I used to be on drug court as a minor, smoking it regularly to get high and still pass drug tests. Even though they had K2 tests, you could still buy special packages without the chemical for which they were examining.
Every once in a while, I’d get so high that I couldn’t talk, or I’d start hearing voices in my head( NEVER heard them before or EVER after the high). It was also hand in hand with a heart beat that was so fast and out of control.
I felt I was going to die and was scared to get help from anyone professional because of the risk of getting held back in the drug court program or the risk of getting in even more trouble (I could have died because of this).
I got so scared that I’d sit in a cold shower with my clothes on (with my guardians asleep), eating something, until it stopped. The voices were mostly random words and numbers, for example, one alligator, 45; house, blue green 7, 93, 0, and these words would be going on in my head.
I could hear them clearly like another voice, and they were being said so fast I couldn’t think. It was just like a panic attack that something wasn’t going to stop.
Also, the voices were rarely my conscience and would tell me things like “you need help” or “why do you do this.”
There was one time when my cousin and I hit it out of a bong, and we were tripping thinking our guardians were outside of the house and we were hiding in our room.
The noise of the fan in me was freaking out my cousin, and he was claiming it was hurting him. I was in the room trying to speak, and I was so high I couldn’t think of a word, and I couldn’t pronounce a word until my cousin came in and talked to me.
I also saw the picture of the package when I closed my eyes, and it was a skull, and the picture was spinning in circles. I’ve done a lot of drugs other than heroin and meth.
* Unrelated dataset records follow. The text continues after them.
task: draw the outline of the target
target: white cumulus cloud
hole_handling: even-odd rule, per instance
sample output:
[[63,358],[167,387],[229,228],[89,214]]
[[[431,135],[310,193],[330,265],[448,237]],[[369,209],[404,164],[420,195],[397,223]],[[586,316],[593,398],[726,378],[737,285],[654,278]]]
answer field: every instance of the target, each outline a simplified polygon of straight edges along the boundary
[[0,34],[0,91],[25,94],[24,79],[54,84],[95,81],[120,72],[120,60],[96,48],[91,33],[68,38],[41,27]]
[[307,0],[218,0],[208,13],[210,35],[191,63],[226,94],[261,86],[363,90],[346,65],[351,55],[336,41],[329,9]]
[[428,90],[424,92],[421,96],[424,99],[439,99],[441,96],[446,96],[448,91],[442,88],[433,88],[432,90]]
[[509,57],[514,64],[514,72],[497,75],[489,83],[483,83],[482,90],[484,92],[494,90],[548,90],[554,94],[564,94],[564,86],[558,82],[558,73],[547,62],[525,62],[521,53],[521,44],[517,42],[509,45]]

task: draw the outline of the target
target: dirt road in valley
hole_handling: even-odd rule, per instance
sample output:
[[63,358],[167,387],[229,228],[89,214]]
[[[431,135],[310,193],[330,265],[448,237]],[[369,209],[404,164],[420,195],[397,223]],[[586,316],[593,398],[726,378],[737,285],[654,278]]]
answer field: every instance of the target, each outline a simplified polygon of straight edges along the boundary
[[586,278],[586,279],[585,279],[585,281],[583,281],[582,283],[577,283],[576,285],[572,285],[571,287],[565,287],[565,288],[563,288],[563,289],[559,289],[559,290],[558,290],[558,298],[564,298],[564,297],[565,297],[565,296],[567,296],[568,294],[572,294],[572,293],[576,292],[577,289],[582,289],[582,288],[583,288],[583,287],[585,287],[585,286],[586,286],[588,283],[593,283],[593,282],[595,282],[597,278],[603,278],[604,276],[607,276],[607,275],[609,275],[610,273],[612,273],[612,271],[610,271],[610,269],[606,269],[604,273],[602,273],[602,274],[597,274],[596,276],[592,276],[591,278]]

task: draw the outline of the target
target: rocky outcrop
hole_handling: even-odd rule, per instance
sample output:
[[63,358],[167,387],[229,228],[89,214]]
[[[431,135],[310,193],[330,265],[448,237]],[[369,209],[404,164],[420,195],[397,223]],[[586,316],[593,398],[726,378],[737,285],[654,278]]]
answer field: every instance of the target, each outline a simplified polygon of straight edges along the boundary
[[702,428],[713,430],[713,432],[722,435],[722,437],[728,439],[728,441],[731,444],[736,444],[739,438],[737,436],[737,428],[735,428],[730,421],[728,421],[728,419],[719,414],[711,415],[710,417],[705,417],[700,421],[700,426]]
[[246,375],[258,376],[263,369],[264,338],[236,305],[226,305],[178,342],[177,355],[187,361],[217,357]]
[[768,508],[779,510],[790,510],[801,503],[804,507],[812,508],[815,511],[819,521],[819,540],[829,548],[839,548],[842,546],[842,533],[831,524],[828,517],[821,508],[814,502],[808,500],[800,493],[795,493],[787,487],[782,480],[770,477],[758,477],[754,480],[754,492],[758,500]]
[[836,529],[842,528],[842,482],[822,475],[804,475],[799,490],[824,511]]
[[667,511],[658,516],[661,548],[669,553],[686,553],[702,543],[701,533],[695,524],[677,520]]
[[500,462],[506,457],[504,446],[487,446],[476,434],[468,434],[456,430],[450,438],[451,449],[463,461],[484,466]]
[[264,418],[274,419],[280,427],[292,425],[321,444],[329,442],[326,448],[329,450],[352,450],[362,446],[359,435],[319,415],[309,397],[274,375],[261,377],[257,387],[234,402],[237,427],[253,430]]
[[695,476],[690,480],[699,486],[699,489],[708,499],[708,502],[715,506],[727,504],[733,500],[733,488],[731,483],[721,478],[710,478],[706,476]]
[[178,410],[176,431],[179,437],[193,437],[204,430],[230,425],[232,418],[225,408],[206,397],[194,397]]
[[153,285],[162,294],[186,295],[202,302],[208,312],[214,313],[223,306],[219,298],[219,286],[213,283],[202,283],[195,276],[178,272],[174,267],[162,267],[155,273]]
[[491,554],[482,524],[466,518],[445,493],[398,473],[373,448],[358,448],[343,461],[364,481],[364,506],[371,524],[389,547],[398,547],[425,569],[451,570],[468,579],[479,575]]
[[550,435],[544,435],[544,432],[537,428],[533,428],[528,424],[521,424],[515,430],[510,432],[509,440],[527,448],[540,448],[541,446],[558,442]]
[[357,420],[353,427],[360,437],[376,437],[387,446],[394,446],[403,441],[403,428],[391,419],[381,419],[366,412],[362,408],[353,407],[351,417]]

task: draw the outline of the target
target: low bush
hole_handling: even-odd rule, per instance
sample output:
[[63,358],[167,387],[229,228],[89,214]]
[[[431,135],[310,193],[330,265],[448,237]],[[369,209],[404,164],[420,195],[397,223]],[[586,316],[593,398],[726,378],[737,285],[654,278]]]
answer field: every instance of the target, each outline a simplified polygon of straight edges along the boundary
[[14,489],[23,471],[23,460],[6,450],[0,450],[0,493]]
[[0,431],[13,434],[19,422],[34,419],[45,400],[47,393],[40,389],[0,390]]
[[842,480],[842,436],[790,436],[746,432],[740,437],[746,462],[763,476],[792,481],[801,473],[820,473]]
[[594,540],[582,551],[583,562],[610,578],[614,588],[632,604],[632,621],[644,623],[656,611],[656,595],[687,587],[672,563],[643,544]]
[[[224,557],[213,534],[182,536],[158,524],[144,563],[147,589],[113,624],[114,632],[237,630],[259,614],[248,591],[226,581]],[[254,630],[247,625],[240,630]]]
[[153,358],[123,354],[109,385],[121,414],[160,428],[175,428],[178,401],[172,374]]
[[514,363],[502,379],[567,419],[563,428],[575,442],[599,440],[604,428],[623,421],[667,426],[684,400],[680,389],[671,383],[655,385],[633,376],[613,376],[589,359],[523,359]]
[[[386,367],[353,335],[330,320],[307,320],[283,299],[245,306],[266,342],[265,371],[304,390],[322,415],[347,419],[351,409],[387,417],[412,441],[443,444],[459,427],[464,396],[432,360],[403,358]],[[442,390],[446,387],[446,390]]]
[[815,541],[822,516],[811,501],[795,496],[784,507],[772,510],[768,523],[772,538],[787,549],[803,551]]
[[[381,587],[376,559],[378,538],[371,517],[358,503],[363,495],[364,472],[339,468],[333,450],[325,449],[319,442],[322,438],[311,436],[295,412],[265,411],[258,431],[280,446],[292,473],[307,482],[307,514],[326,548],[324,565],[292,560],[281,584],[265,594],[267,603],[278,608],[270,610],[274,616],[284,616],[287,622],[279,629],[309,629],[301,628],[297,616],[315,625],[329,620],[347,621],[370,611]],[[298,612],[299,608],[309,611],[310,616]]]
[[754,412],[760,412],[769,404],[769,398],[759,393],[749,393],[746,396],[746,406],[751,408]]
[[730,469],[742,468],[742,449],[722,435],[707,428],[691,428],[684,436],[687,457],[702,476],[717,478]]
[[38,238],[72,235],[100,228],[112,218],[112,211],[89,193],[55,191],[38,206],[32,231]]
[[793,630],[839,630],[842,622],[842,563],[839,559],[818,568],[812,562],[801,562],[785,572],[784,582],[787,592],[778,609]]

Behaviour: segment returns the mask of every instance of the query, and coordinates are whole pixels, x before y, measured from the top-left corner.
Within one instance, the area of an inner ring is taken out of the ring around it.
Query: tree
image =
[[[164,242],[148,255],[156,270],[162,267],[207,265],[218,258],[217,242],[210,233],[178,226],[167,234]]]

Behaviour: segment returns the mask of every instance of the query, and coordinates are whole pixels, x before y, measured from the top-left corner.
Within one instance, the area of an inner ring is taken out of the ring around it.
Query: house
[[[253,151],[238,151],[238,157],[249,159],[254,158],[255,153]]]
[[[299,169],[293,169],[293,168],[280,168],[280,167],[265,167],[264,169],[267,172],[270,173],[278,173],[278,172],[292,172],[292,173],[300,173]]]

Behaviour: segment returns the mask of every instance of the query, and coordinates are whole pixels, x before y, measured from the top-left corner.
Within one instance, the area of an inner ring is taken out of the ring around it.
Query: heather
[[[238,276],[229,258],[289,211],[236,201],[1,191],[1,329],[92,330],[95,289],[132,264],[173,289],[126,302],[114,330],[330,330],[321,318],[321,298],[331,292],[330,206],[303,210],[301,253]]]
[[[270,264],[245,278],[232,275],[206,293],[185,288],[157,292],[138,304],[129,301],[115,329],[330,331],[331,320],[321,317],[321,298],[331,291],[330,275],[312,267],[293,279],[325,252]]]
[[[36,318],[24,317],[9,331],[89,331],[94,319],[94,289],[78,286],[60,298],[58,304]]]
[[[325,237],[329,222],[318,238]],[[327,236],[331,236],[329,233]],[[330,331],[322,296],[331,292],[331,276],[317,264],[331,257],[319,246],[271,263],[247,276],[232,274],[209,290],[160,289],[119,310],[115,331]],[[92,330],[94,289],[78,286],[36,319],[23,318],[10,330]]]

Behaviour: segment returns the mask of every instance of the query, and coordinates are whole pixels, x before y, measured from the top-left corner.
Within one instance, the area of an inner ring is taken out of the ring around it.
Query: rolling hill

I am sober now, one day at a time of course, but these synthetic drugs have to be by far the most intense and worst feelings I ever had while I was experimenting, and was very addicted to them because of the drug court program I was in.
This stuff is horrible and shouldn’t have ever made the e-market. I quit smoking them because I was in fear of long-term side effects that we haven’t found yet.
This stuff is serious, not a joke guys. I had 10s of hundreds of friends/associates that have used this, and almost everyone has a bad story.